Sergeants to refuse to cooperate with garda reserve

AN Garda Síochána faces industrial strife after a staff association yesterday voted - by a narrow margin - against cooperating with the garda reserve.

The vote split delegates of the Association of Garda Sergeants and Inspectors (AGSI) down the middle with 13 votes from the body’s national executive swinging the decision in favour 71-58.

A geographical division emerged with most of the Dublin branches, along with the Garda College, voting against the policy, with much of the rest of the country voting in favour.

The AGSI will direct its members not to cooperate with the garda reserve across four areas: accommodation; transport; communications and the role of sergeants and inspectors.

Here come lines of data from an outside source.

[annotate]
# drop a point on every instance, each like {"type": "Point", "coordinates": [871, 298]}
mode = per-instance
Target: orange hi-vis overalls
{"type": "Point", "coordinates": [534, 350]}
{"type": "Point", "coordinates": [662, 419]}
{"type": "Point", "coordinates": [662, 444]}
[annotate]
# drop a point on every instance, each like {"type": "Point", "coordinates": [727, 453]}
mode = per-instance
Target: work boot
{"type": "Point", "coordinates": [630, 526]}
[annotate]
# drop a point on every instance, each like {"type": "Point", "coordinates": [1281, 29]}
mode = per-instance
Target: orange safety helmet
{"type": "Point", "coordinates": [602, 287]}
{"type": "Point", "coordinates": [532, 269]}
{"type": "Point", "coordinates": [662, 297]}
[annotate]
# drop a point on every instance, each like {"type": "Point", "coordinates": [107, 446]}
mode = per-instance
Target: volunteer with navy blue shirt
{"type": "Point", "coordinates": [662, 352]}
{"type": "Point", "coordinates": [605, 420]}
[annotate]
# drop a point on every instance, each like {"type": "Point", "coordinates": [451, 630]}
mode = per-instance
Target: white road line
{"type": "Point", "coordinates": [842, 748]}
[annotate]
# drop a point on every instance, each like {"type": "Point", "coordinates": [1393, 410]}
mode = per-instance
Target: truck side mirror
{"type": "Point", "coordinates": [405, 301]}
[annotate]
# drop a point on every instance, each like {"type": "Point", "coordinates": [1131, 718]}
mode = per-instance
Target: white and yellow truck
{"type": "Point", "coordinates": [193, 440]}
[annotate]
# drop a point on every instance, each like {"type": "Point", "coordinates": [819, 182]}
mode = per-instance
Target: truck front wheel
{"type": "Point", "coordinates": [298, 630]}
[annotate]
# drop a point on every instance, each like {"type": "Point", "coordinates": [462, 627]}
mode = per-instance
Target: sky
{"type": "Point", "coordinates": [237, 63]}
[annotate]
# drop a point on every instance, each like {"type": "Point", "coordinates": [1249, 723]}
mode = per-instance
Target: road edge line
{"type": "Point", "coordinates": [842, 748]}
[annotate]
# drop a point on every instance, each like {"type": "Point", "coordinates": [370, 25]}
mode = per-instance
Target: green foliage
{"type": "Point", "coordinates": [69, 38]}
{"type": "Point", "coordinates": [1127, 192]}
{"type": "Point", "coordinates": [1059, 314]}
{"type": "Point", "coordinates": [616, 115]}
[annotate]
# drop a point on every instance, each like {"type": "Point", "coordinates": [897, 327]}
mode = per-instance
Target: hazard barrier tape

Speaking to delegates at their annual conference in Killarney, Co Kerry, the AGSI president Paschal Feeney said the national executive would draft its plan of action.

He said a letter would be sent out to all members setting out the policy and that senior management would be put on notice of any action. However, he would not state publicly how the policy would be implemented in practice.

This caused considerable concern among some delegates who said they needed to know how the policy would work before they could vote.

Given the tight margin in favour, many delegates afterwards questioned how far the national executive could push a policy of non-cooperation.

Mr Feeney appealed to Garda Commissioner Noel Conroy “even at this late stage” to walk away from the reserve.

AGSI general secretary Joe Dirwan said the reserve had the potential to be the most divisive thing to hit communities since “the Civil War”.

Mr Conroy said he was “a little bit disappointed”.

But he added: “Nevertheless, there’s hope there, there’s hope in so far as it’s an IR (industrial relations) issue. It’s up to us - me as the commissioner and I’ve no doubt the minister - to keep our doors open and we’ll discuss with the various associations and try and come up with situation where they will see it’s a benefit.”

Justice Minister Michael McDowell said he noted the narrow margin and said he was encouraged by the largely responsible tone of the debate.

“I remain confident that it will be possible to reach a resolution,” he said.